Prediabetes is a condition where blood glucose levels are higher than normal but below the diabetes threshold (Fasting Plasma Glucose (FPG) ≥7.8 and <11.1 mmol/L) (6). It is an intermediate stage between DM and normal glucose tolerance and is defined either as impaired fasting blood glucose or Impaired Glucose Tolerance (IGT) (7). It is regarded as a high risk condition, with a high likelihood of progressing to diabetes (8). Annually, approximately 5-10% of people with prediabetes develop diabetes; however, the conversion rates vary depending on the definition of prediabetes and the population characteristics (9),(10). In 2017, an estimated 7.7% of the world population (374 million) had IGT, and this number is expected to increase to 587 million (equal to 8.4%) in 2045 (4). It has been established that lifestyle modifications and pharmaceutical interventions reduce the incidence of diabetes by an average of 20% relative risk reduction (11). Thus, one strategy for addressing the increasing prevalence of type 2 DM is to identify those with prediabetes and offer such interventions.
Risk assessment tools can be designed to predict the likelihood of a particular health outcome based on a person’s attributes and risk factors. By allowing screening to be focused on people at the highest risk, risk assessment tools aid optimisation of the resources necessary for identifying illnesses, which are typically limited (12). Thus, risk assessment tools are useful for identifying people with prediabetes who may benefit from intervention, with many advocating them as the first stage in a screening programme (13). Prescreening diagnostic tools have enabled clinicians to make better judgments and diagnose patients more quickly (14).

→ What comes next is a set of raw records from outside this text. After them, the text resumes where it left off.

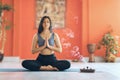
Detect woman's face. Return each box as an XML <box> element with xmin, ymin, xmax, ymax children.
<box><xmin>43</xmin><ymin>18</ymin><xmax>50</xmax><ymax>29</ymax></box>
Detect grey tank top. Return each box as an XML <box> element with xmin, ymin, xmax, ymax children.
<box><xmin>38</xmin><ymin>33</ymin><xmax>54</xmax><ymax>46</ymax></box>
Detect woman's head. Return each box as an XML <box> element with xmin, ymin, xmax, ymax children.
<box><xmin>38</xmin><ymin>16</ymin><xmax>52</xmax><ymax>33</ymax></box>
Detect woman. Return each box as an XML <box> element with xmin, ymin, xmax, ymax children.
<box><xmin>22</xmin><ymin>16</ymin><xmax>70</xmax><ymax>71</ymax></box>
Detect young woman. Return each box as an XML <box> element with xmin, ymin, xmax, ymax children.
<box><xmin>22</xmin><ymin>16</ymin><xmax>70</xmax><ymax>71</ymax></box>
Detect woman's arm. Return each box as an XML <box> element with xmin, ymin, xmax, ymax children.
<box><xmin>32</xmin><ymin>34</ymin><xmax>46</xmax><ymax>54</ymax></box>
<box><xmin>47</xmin><ymin>33</ymin><xmax>62</xmax><ymax>53</ymax></box>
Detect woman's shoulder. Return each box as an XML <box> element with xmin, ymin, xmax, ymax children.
<box><xmin>53</xmin><ymin>32</ymin><xmax>59</xmax><ymax>38</ymax></box>
<box><xmin>33</xmin><ymin>33</ymin><xmax>38</xmax><ymax>39</ymax></box>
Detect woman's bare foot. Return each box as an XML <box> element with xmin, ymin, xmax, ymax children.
<box><xmin>40</xmin><ymin>65</ymin><xmax>58</xmax><ymax>71</ymax></box>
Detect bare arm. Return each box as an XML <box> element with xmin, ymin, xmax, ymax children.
<box><xmin>47</xmin><ymin>33</ymin><xmax>62</xmax><ymax>53</ymax></box>
<box><xmin>32</xmin><ymin>34</ymin><xmax>46</xmax><ymax>54</ymax></box>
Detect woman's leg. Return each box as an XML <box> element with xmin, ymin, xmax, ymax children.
<box><xmin>52</xmin><ymin>60</ymin><xmax>71</xmax><ymax>71</ymax></box>
<box><xmin>22</xmin><ymin>60</ymin><xmax>41</xmax><ymax>71</ymax></box>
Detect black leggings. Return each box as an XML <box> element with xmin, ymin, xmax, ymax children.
<box><xmin>22</xmin><ymin>54</ymin><xmax>70</xmax><ymax>71</ymax></box>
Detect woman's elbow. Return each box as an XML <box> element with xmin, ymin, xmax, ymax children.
<box><xmin>59</xmin><ymin>49</ymin><xmax>62</xmax><ymax>53</ymax></box>
<box><xmin>31</xmin><ymin>50</ymin><xmax>35</xmax><ymax>54</ymax></box>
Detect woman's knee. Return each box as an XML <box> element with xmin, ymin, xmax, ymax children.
<box><xmin>65</xmin><ymin>61</ymin><xmax>71</xmax><ymax>69</ymax></box>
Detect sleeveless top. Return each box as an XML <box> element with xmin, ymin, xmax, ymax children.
<box><xmin>38</xmin><ymin>33</ymin><xmax>54</xmax><ymax>48</ymax></box>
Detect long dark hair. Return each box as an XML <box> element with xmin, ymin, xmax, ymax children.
<box><xmin>38</xmin><ymin>16</ymin><xmax>52</xmax><ymax>34</ymax></box>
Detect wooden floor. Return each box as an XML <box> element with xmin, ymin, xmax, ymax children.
<box><xmin>0</xmin><ymin>59</ymin><xmax>120</xmax><ymax>80</ymax></box>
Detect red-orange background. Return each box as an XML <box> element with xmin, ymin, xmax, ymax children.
<box><xmin>1</xmin><ymin>0</ymin><xmax>120</xmax><ymax>59</ymax></box>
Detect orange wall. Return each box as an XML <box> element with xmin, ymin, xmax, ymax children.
<box><xmin>2</xmin><ymin>0</ymin><xmax>120</xmax><ymax>59</ymax></box>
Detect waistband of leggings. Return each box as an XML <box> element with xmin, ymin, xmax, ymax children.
<box><xmin>39</xmin><ymin>53</ymin><xmax>54</xmax><ymax>57</ymax></box>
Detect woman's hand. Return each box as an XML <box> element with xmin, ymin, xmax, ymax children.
<box><xmin>46</xmin><ymin>38</ymin><xmax>50</xmax><ymax>48</ymax></box>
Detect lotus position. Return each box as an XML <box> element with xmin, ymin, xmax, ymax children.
<box><xmin>22</xmin><ymin>16</ymin><xmax>70</xmax><ymax>71</ymax></box>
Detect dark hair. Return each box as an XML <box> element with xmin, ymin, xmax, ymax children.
<box><xmin>38</xmin><ymin>16</ymin><xmax>52</xmax><ymax>34</ymax></box>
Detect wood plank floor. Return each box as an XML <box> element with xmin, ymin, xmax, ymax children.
<box><xmin>0</xmin><ymin>62</ymin><xmax>120</xmax><ymax>80</ymax></box>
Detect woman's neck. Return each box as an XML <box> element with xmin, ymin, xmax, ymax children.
<box><xmin>42</xmin><ymin>30</ymin><xmax>50</xmax><ymax>34</ymax></box>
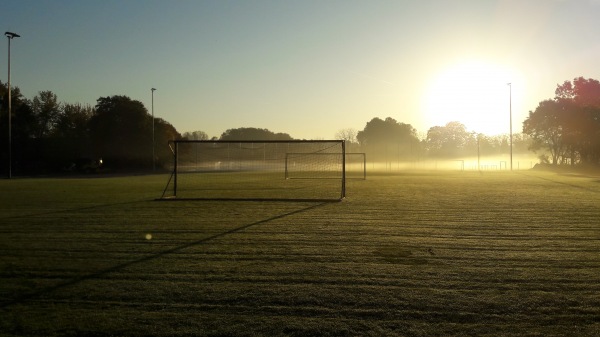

Any delay in disease detection might result in irreversible complications, such as blindness in diabetic retinopathy or end-stage renal failure in diabetic nephropathy (15). Given the extensive screening and diagnosis processes required to protect the population from a variety of serious illnesses, certain healthcare sectors may be experiencing a shortage of diagnostic experts. As a result, computer assisted technology can be used to aid in the prescreening process, resulting in improved diagnosis and prognosis.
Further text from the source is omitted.